Many were quick to celebrate the vice presidential nomination of Kamala Harris, who became the first Black and South Asian woman to run on a major party’s ticket after Joe Biden announced that she would be his running mate last month. For them, Harris, a 55-year-old senator from California, would infuse some much-needed progressivism and diversity into a party that has long lacked both.
Yet organizers on the ground approached her record-breaking nomination with caution. Her record as a prosecutor and as California’s attorney general has at times created an irreconcilable rift between establishment politicians and the demands of contemporary grassroots movements, most notably those rising up today under the Black Lives Matter banner to protest police brutality and mass incarceration.
Now, as protesters continue to demand an end to state violence against Black lives, where does Harris fit into the picture?
To reckon with this question, BAZAAR.com speaks with South Asian activists about Harris’s legacy. Below, Shahana Hanif, a candidate running for New York City Council in Brooklyn’s 39th District, and organizers from Bangladeshi Americans for Political Progress (who requested to be quoted as a collective) reflect on the trajectory of Harris’s career, her historic nomination, identity politics, and why we must hold elected officials accountable.
Many have celebrated Kamala Harris’s vice presidential nomination as the first Black and South Asian woman running mate to appear on a major presidential ballot. Did her historic nomination resonate with you?

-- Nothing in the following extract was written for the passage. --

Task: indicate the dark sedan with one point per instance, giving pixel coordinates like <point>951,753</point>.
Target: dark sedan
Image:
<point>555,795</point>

Shahana Hanif: Kamala Harris’s nomination as a Black and South Asian woman is symbolic for my Bangladeshi-Muslim parents. I’m running for New York City Council, and if elected, I will be our city’s first-ever South Asian Muslim woman elected in office. It’s important for my parents to see that my run is possible and that winning is possible too.
Organizers with BAPP: The picture of Kamala with her family that surfaced during her presidential campaign struck a chord with many South Asian Americans. That picture—with sari-clad family members in a sepia-toned photo—could have been pulled from any of our family albums. For many of us, though, her nomination was overshadowed by the crises our nation was facing. As the Bangladeshi-American community in NYC was decimated by COVID-19, with scores more on the brink of eviction, the potential election of a South Asian woman didn’t feel like a win for our community. Rather, one individual’s win with most of us largely left behind.